Thirlestane Castle, Lauder, Scotland
Their ancestral home is Thirlestane Castle at Lauder on the Scottish borders which dates back to the 13th century, when a Border fort was built on the site to defend the approach to Edinburgh from the south. The central part of the present Castle was completed in 1590, remodelled in the 1670s, and then again in the 1840s.

The 2nd Earl was made Duke of Lauderdale by Charles II and he and his second wife, Elizabeth Tollemache, renovated Thirlestane in the 1670’s, and turned it into a magnificent residence fit for their king to visit, as they did with Ham House in Richmond. The stone surround on the front door at Thirlestane bears the entwined initials of the duke and Elizabeth, who was Countess of Dysart in her own right.

Early in 1680, Lauderdale suffered a stroke and resigned his posts, although he had quarelled with Charles II before that. He retired to Tunbridge Wells to take the waters and died there in August 1682. The Dukedom died with him and his brother Charles became the 3rd Earl of Lauderdale.
Duke and Duchess of Lauderdale 1679
Much of the furniture in the Castle today is from the 19th century, mainly because the earlier contents were removed on the Duke's death by Duchess Elizabeth who dispatched fourteen wagon loads of furniture to Ham House in Richmond, before the people of Lauder grew so incensed that they prevented the last wagon from leaving.

Duchess Elizabeth was at heart a Scot, a tradition she maintained when her daughter by Lionel Tollemache, another Elizabeth, married Archibald Campbell, 1st Duke of Argyll in 1678, who was the son of James Stuart, 4th Earl of Moray, a direct descendant of a daughter of the Regent James Moray, half brother to Mary Queen of Scots.

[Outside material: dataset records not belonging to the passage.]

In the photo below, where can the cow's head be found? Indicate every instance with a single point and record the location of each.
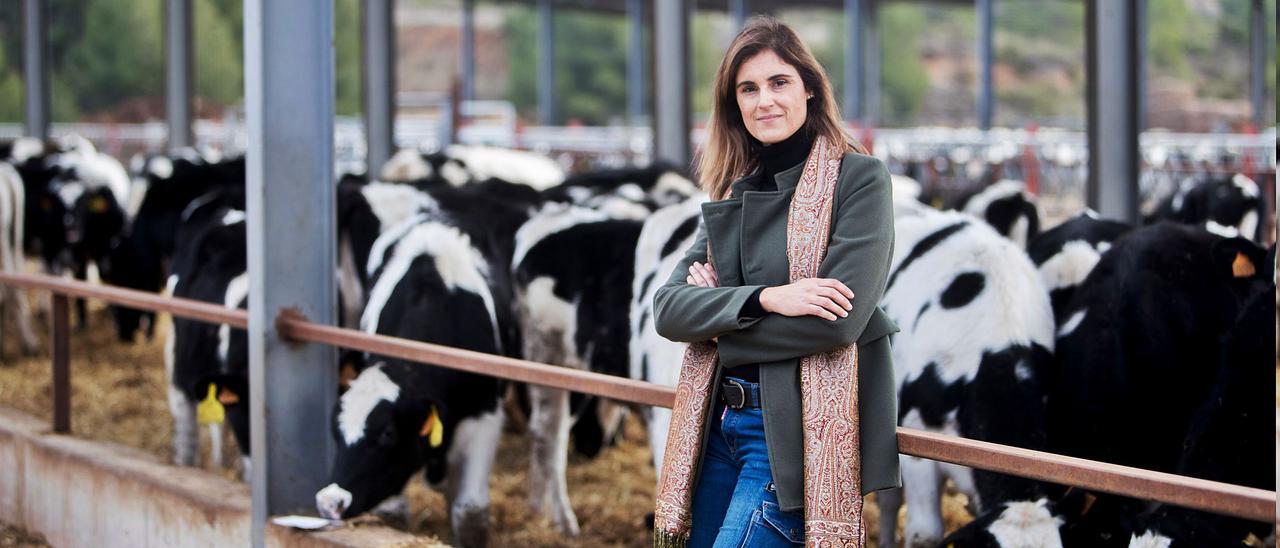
(384, 434)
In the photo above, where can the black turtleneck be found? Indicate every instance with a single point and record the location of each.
(773, 159)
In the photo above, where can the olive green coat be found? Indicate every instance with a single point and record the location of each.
(748, 234)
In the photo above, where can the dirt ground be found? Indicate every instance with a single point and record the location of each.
(13, 537)
(118, 394)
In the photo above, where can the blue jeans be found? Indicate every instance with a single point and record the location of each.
(735, 503)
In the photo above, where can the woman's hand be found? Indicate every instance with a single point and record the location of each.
(702, 275)
(823, 297)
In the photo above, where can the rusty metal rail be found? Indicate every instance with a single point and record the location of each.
(1101, 476)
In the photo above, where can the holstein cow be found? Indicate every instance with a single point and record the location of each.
(206, 361)
(1008, 208)
(174, 186)
(13, 304)
(972, 359)
(1153, 345)
(574, 270)
(1066, 254)
(1228, 437)
(1225, 205)
(432, 284)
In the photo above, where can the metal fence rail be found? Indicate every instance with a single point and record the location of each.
(1180, 491)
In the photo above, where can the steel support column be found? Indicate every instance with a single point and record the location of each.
(986, 60)
(35, 60)
(872, 76)
(1112, 108)
(289, 109)
(854, 58)
(379, 82)
(178, 73)
(638, 81)
(671, 45)
(469, 50)
(737, 10)
(545, 63)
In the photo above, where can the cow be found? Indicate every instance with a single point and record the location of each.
(1225, 205)
(1066, 254)
(1164, 337)
(972, 357)
(654, 359)
(432, 284)
(12, 259)
(138, 259)
(572, 313)
(1008, 208)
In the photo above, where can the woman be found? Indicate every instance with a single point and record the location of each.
(785, 411)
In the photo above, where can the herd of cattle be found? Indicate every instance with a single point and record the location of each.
(1146, 346)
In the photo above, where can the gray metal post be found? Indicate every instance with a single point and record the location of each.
(178, 73)
(545, 64)
(636, 74)
(379, 82)
(871, 33)
(35, 56)
(1142, 63)
(854, 58)
(986, 60)
(289, 109)
(671, 45)
(469, 50)
(1257, 62)
(1112, 108)
(737, 10)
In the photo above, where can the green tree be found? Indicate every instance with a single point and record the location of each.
(590, 64)
(347, 56)
(118, 56)
(219, 71)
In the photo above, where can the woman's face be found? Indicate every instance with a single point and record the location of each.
(771, 97)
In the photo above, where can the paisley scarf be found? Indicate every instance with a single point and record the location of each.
(828, 386)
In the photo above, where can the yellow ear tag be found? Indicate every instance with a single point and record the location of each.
(210, 411)
(433, 429)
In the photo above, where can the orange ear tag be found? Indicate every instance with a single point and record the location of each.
(433, 429)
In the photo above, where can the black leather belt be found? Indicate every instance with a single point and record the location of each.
(736, 394)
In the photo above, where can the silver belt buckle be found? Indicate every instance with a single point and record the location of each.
(740, 401)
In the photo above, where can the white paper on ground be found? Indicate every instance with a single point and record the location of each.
(304, 521)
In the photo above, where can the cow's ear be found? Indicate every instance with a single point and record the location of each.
(346, 375)
(1239, 257)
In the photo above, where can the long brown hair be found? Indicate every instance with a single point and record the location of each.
(727, 154)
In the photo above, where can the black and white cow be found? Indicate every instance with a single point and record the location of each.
(1225, 205)
(663, 241)
(13, 304)
(970, 360)
(1008, 208)
(574, 272)
(432, 284)
(1065, 254)
(210, 266)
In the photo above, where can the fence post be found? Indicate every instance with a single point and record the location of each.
(62, 365)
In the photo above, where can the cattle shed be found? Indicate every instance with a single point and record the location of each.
(289, 103)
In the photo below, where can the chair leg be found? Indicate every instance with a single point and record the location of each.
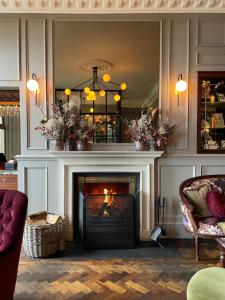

Prince Charles Edward Stuart, Bonnie Prince Charlie, stayed at Thirlestane in 1745 after victory at the Battle of Prestonpans when he led the clan armies south through Lauder, and the troops camped in the Castle Parklands.  

A dividing arch in the dining room contains a bust of Captain Sir Frederick Maitland, to whom Napoleon surrendered on board HMS Bellerophon after the Battle of Waterloo.